Off-screen, the most notable yarn was about the comedy "The Interview," which was no laughing matter to North Korea's dictator Kim Jong Un, or to Sony and State Department leaders who witnessed an Internet security lapse become an international incident. Expect to hear quite a few quips — maybe provoking more laughs than the poorly reviewed movie did — about the whole episode during Sunday evening's Academy Awards.
On-screen, there were big stories about big events and important individuals, too. Four of them — "American Sniper," "Selma," "The Imitation Game," and "The Theory of Everything" — are among eight nominees for Best Picture. Each of them depicted history, and created controversy in doing so.
Of course, Hollywood histories have always been subjective, and thus subject to scrutiny. But this year's batch comes in a technological, media and political environment keen on sleuthing the truth and then reporting any discrepancies in order to shape the debate over the film, if not the issue or event it explores.
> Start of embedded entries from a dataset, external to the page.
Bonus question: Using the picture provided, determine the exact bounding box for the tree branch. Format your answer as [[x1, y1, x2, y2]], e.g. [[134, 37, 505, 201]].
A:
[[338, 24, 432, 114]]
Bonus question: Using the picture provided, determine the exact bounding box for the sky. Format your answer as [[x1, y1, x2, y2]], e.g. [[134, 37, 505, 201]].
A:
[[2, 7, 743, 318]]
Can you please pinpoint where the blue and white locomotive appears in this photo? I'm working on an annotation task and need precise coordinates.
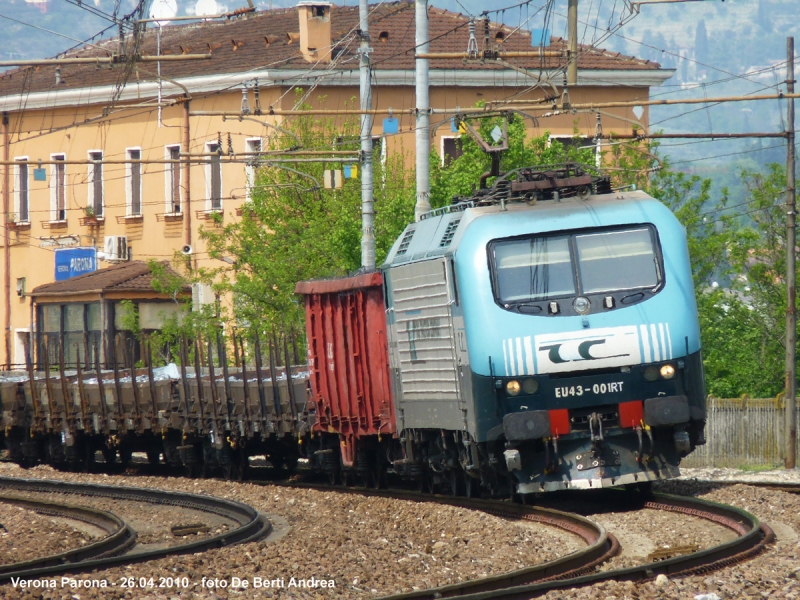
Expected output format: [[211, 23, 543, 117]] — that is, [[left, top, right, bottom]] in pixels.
[[380, 164, 705, 496]]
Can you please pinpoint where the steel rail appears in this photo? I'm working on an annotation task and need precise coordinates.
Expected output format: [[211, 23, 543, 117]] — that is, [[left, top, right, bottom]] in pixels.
[[701, 480, 800, 495], [254, 479, 771, 600], [394, 491, 773, 600], [252, 480, 617, 599], [0, 494, 136, 574], [0, 477, 273, 583]]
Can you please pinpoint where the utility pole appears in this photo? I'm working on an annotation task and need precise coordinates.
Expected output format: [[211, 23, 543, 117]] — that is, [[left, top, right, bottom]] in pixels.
[[786, 36, 797, 469], [359, 0, 375, 270], [414, 0, 431, 221], [567, 0, 578, 86], [2, 113, 9, 370]]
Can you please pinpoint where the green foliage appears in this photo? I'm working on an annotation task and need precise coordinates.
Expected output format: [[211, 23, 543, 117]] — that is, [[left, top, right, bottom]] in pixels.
[[200, 92, 415, 335], [607, 140, 790, 397], [430, 116, 594, 209], [697, 289, 784, 398], [116, 261, 218, 367]]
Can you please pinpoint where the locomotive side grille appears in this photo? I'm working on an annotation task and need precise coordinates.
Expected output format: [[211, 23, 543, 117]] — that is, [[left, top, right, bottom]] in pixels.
[[439, 218, 461, 247], [396, 228, 415, 256], [389, 259, 460, 405]]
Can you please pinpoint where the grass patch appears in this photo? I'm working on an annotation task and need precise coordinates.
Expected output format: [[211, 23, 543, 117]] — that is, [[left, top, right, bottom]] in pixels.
[[737, 463, 782, 472]]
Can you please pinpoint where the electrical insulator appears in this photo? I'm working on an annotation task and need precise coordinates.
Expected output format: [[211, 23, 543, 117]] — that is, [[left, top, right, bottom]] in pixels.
[[253, 81, 262, 116], [241, 88, 251, 115], [467, 19, 479, 60]]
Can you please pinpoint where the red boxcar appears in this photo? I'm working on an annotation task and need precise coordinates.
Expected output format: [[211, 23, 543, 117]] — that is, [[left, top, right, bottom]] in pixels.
[[295, 272, 396, 466]]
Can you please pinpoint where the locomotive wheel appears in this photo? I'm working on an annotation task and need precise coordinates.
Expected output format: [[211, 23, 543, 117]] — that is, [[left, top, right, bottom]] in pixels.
[[464, 473, 478, 498], [147, 450, 161, 466], [447, 469, 465, 496]]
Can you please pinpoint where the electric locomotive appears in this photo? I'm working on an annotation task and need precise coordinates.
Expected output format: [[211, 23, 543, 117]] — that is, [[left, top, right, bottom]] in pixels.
[[355, 163, 705, 495]]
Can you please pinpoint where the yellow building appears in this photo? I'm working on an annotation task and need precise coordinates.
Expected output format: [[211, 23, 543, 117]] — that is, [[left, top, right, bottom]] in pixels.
[[0, 2, 672, 368]]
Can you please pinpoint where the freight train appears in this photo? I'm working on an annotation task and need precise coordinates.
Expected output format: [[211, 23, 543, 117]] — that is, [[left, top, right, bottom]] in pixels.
[[1, 163, 706, 498]]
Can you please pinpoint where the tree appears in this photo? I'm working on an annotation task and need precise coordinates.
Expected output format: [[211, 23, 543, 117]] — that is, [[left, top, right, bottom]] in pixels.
[[429, 114, 595, 209], [695, 20, 709, 63], [200, 93, 415, 335]]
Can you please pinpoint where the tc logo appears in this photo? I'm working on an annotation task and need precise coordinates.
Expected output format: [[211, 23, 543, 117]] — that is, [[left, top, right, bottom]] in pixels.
[[539, 339, 626, 364]]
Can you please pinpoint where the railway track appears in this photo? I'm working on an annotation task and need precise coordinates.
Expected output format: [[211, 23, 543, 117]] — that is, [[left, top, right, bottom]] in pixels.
[[0, 476, 273, 584], [373, 490, 773, 600], [0, 469, 776, 597], [0, 494, 136, 574], [251, 478, 772, 600]]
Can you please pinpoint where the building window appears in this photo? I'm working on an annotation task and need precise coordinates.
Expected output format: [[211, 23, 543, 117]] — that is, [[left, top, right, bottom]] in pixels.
[[50, 154, 66, 221], [13, 157, 29, 222], [127, 148, 142, 216], [245, 138, 261, 202], [166, 145, 181, 213], [88, 150, 103, 217], [206, 141, 222, 210], [440, 137, 463, 166]]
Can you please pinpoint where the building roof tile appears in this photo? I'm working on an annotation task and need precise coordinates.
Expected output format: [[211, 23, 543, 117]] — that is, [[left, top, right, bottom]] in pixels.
[[31, 260, 189, 297], [0, 3, 659, 98]]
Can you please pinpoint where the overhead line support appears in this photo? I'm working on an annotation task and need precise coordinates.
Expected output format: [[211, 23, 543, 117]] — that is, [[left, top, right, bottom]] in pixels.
[[359, 0, 375, 270], [786, 36, 797, 469]]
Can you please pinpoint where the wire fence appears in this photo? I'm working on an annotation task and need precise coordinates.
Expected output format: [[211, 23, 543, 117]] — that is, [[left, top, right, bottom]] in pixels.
[[683, 397, 798, 469]]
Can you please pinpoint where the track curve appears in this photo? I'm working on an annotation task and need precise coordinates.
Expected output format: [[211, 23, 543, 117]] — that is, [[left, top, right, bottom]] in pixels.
[[0, 494, 136, 575], [380, 490, 772, 600], [0, 476, 273, 584]]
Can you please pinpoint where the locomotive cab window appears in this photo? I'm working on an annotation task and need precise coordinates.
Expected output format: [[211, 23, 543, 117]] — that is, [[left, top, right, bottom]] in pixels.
[[493, 235, 575, 303], [575, 228, 659, 293], [489, 225, 663, 313]]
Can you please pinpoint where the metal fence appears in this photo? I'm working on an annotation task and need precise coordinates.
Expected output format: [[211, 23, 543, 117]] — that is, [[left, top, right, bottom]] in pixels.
[[682, 397, 800, 469]]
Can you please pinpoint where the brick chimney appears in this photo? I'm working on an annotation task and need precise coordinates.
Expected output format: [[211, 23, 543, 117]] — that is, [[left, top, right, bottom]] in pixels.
[[297, 2, 332, 63]]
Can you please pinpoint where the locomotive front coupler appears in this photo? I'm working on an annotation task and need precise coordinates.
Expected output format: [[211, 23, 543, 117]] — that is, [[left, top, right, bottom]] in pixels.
[[588, 412, 605, 456]]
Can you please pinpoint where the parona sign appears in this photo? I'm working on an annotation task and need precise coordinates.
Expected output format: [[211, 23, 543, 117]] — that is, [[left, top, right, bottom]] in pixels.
[[54, 248, 97, 281]]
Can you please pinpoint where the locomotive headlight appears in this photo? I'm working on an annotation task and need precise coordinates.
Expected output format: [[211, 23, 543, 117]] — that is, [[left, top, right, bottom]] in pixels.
[[643, 365, 660, 381], [506, 380, 521, 396], [521, 378, 539, 394], [660, 364, 676, 379], [573, 296, 591, 315]]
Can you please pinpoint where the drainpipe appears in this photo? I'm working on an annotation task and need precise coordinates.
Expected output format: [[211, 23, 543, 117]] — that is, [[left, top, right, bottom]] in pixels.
[[183, 96, 194, 269], [29, 296, 34, 369], [3, 112, 10, 370]]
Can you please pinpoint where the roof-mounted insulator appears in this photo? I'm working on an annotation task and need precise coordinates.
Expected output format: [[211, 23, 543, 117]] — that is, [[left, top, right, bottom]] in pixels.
[[227, 133, 234, 157], [594, 112, 603, 142], [561, 74, 571, 109], [253, 80, 262, 115], [467, 19, 479, 60], [217, 132, 223, 155], [241, 87, 250, 115], [55, 66, 61, 85]]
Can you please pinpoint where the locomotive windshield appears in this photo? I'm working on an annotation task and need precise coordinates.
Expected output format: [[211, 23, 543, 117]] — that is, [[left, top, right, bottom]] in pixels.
[[490, 226, 661, 304]]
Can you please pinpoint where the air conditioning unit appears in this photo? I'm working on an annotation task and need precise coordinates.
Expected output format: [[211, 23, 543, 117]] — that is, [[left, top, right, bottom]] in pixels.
[[104, 236, 129, 261]]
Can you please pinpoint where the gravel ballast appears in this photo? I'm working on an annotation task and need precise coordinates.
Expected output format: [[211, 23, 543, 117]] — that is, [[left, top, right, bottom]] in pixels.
[[0, 501, 95, 565], [0, 463, 584, 599]]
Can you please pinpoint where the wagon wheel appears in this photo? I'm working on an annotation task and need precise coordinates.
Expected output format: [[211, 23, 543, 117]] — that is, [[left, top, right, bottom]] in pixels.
[[239, 451, 249, 482], [82, 445, 97, 473], [102, 447, 117, 472], [147, 450, 161, 467], [201, 456, 213, 479], [326, 468, 339, 486]]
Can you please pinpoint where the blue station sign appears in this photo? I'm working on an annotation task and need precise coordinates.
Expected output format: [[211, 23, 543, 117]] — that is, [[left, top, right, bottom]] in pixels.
[[54, 247, 97, 281]]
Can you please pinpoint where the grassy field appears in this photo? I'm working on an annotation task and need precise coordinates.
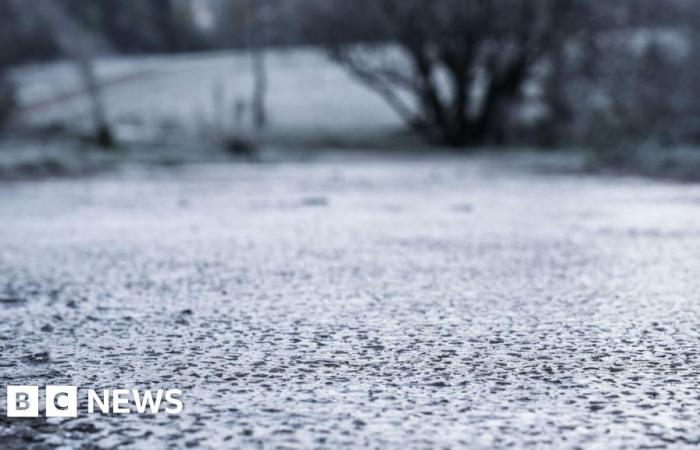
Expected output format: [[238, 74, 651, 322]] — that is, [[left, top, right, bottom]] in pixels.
[[5, 48, 700, 181], [11, 48, 408, 148]]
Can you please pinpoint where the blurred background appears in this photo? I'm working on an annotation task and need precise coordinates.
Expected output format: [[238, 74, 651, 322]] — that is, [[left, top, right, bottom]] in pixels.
[[1, 0, 700, 178]]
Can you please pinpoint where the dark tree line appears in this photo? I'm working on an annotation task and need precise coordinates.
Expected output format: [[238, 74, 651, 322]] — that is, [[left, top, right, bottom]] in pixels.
[[0, 0, 209, 137], [62, 0, 209, 54], [0, 0, 208, 69]]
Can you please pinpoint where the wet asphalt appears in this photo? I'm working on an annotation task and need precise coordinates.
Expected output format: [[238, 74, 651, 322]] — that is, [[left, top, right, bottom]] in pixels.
[[2, 156, 700, 449]]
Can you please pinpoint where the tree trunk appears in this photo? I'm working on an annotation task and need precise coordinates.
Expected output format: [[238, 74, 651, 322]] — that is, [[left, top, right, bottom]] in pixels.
[[36, 0, 115, 148], [251, 46, 267, 130], [76, 55, 113, 148], [249, 0, 267, 130]]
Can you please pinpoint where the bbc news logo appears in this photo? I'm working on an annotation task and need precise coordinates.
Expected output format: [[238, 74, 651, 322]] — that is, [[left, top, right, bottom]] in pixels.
[[5, 386, 183, 417]]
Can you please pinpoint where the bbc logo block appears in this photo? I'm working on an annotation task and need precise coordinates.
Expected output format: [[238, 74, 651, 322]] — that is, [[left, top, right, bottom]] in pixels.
[[6, 386, 39, 417], [6, 385, 77, 418], [5, 386, 183, 417]]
This dynamic is not limited to cinema. Celebrities like Brian Williams, Bill Cosby and John Walsh, Montana's former senator who plagiarized his dissertation, were just a few who recently had their careers careen out of control after losing the public's trust.
Movies usually get more artistic license due to their creative nature. Yet in an effort to set the record straight, or even to discredit them, some films are held to a less flexible standard. For-the-record results come from professors and the public alike, in academic journals and on social media. And increasingly from major media organizations: In advance of the Academy Awards, the Washington Post ran a fact-check feature on the four historically focused contenders, and just as with most politicians who are the usual subjects of such examinations, each of the films had "factual issues."
The Post noted timeline discrepancies in "The Theory of Everything," and mischaracterization of motivations and personality traits, among other issues, in "The Imitation Game."
And it wasn't just Washington's newspaper, but some Beltway politicians themselves who dove directly into the debate over whether "Selma" unfairly characterized President Lyndon Johnson's stance on civil rights. Meanwhile, "American Sniper" has become a sociopolitical Rorschach test, just like the polarized post-9/11 era it takes place in.